The Cult of Chill has started it’s nasty backlash and it needs to end.
So what do you do?
Ask the fucking question.
Do you like me? What are we doing here? Can we be exclusive?
Better yet, don’t ask. Be bold. Tell your partner you care about them and you want to be exclusive.
Yes – you’ll feel awkward. Yes – you’re being vulnerable.
That’s where love starts! Vulnerability and humor are absolutely necessities to a loving relationship.
And I have seen this experience from both sides of the Chill line.
FAIL: When I was young I had a “cool” job with a “cool” office. I played in a band and had lots of pretty friends. I didn’t care if a guy texted back or at all. It was better if he didn’t, it gave me passive permission to date and sleep with whomever I wanted. So when I met an amazing guy I started the routine and put on my best “cool girl” persona. We dated a few times and had amazing chemistry. He left for a few weeks and when he came back I waited for him to call.

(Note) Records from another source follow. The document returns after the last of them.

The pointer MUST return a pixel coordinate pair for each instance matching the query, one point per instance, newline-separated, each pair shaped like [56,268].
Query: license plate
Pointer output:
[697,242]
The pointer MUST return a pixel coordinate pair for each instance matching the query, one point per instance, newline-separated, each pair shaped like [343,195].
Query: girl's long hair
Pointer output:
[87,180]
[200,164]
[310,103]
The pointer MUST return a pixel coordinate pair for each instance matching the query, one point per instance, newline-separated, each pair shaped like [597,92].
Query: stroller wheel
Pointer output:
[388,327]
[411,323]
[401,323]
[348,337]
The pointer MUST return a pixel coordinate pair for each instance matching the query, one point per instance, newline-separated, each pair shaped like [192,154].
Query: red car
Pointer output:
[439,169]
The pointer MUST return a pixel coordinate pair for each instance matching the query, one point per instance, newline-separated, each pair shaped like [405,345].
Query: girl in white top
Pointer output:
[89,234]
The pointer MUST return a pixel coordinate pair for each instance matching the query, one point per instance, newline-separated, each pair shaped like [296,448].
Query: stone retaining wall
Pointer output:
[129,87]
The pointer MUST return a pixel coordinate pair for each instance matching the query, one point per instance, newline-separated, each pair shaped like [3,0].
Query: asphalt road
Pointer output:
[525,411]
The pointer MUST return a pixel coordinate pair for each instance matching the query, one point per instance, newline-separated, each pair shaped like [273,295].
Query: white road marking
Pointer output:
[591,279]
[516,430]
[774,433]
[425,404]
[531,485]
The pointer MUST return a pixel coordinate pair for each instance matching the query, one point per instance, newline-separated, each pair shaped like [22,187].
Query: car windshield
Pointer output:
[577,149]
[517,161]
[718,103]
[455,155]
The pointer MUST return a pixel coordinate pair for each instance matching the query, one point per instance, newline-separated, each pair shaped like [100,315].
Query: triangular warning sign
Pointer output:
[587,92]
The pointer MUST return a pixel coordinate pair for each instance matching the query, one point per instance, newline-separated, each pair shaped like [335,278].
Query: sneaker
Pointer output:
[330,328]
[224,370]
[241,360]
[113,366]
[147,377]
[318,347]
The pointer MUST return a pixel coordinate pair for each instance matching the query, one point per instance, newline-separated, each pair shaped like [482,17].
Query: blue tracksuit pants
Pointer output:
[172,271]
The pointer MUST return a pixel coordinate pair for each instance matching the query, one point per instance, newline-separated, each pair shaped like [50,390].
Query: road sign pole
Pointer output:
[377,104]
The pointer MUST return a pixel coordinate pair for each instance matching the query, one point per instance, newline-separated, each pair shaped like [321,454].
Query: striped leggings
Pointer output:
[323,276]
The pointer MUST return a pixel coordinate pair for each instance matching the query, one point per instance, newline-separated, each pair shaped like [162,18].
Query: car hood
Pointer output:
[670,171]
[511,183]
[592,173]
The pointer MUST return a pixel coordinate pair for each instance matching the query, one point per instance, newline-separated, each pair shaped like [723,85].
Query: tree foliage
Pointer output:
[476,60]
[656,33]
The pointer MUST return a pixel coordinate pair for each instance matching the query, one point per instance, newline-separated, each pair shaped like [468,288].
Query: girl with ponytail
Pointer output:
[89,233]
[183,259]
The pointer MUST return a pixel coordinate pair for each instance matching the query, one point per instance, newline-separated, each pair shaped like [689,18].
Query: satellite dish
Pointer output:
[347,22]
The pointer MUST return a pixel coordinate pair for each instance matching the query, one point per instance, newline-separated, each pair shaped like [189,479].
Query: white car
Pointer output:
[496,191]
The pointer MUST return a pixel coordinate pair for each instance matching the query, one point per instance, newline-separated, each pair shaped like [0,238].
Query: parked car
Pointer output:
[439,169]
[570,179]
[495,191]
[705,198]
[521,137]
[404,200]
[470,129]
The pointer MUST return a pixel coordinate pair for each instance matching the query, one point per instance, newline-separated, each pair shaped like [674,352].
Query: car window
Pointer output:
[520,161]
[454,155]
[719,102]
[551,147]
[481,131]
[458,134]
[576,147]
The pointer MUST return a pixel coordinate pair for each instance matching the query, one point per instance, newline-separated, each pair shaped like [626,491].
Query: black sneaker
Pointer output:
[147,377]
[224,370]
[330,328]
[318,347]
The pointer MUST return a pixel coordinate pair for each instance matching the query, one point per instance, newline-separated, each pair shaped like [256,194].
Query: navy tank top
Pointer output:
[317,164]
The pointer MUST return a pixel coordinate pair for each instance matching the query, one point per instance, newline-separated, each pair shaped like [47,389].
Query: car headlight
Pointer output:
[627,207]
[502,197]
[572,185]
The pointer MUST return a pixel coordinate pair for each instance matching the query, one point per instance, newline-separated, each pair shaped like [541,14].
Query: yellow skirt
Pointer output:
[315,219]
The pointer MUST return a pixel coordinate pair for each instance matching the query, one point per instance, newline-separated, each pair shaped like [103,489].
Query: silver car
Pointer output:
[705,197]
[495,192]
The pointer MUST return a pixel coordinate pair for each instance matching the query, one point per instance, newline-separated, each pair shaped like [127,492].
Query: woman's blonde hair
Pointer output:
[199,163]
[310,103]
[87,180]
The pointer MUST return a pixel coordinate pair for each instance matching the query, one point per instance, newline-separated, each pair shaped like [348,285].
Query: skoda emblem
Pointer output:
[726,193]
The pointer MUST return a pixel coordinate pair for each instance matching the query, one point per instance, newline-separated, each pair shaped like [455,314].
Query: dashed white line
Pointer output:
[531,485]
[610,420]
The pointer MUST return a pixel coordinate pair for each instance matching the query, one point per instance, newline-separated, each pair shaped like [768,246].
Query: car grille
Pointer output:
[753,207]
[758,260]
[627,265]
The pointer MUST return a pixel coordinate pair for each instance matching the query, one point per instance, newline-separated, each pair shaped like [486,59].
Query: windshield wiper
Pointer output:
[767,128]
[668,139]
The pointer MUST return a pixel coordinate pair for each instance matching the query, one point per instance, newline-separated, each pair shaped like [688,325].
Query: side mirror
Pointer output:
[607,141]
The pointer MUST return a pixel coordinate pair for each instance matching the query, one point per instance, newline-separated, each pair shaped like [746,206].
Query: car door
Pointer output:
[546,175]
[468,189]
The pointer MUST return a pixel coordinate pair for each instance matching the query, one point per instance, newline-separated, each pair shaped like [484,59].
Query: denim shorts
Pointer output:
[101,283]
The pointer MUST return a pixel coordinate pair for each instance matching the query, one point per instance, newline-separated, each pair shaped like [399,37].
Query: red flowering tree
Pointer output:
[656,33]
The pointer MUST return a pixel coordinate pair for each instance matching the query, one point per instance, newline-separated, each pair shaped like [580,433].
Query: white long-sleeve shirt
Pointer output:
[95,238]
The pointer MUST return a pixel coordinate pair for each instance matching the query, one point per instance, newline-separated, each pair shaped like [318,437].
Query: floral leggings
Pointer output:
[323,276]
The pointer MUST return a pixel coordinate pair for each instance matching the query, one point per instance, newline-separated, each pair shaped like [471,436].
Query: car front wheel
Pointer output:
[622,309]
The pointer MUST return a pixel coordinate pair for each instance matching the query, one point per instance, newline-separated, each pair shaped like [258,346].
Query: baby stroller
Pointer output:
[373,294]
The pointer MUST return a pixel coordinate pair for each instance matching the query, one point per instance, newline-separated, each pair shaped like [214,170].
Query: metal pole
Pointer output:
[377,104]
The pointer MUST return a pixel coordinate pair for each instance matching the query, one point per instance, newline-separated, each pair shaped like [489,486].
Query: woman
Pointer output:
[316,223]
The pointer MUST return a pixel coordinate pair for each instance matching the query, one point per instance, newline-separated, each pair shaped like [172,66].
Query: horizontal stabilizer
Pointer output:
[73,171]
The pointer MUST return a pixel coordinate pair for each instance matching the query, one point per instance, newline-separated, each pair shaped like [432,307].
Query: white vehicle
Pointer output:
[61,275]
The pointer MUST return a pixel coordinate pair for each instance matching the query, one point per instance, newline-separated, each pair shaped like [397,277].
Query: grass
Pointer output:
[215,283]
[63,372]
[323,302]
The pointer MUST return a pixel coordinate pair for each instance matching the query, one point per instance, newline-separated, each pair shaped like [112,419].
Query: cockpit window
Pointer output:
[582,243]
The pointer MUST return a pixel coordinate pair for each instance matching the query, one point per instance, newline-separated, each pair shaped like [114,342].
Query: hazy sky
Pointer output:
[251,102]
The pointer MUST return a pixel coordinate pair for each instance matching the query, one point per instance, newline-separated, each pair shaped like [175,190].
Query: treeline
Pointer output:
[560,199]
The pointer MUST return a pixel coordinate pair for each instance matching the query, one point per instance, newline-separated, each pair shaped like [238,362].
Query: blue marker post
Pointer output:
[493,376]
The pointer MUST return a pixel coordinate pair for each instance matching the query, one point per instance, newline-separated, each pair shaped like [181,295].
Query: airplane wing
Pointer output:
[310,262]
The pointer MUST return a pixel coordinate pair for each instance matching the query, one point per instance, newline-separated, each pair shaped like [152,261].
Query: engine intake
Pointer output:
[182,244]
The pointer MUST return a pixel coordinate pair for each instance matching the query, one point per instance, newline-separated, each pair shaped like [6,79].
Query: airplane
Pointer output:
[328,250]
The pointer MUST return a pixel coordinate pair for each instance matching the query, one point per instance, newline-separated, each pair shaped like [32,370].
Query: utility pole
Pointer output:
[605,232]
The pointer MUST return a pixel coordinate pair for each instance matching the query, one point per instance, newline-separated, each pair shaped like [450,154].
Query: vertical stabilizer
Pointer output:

He apparently waited for me to call. We never called. What a missed opportunity. Running into each other a few years later, we both lamented at how we let our perception of being seen as “chill” get in the way of taking love by the t-shirt and throwing it against the wall.
SUCCESS: A few months after starting to date this really sweet guy, I was trying my best not to fall too hard. We lived hours apart and after a recent heartbreak I wanted to make sure I had my love well-protected. The night before leaving on a weeklong trip with friends (dudes and ladies) I got a 2am call from this guy. He told me without hesitation that he cared about me and felt really connected to me. He told me he wanted to be there to support and love me. I obviously agreed that we had something really amazing and he said whatever I wanted to do – he would listen to me, but he didn’t want me going away for a week without knowing that he wanted to be with me, exclusively.
Holy sigh of relief.
Duh. Of course I dated him. That took balls.
I’ve never felt so sure about a relationship. Not because my intuition was strong or it “felt right”, but because we talked about it openly.
“I like you and want to be with you.” — “I concur.”
It’s not that long of a conversation – so why is it so hard to have?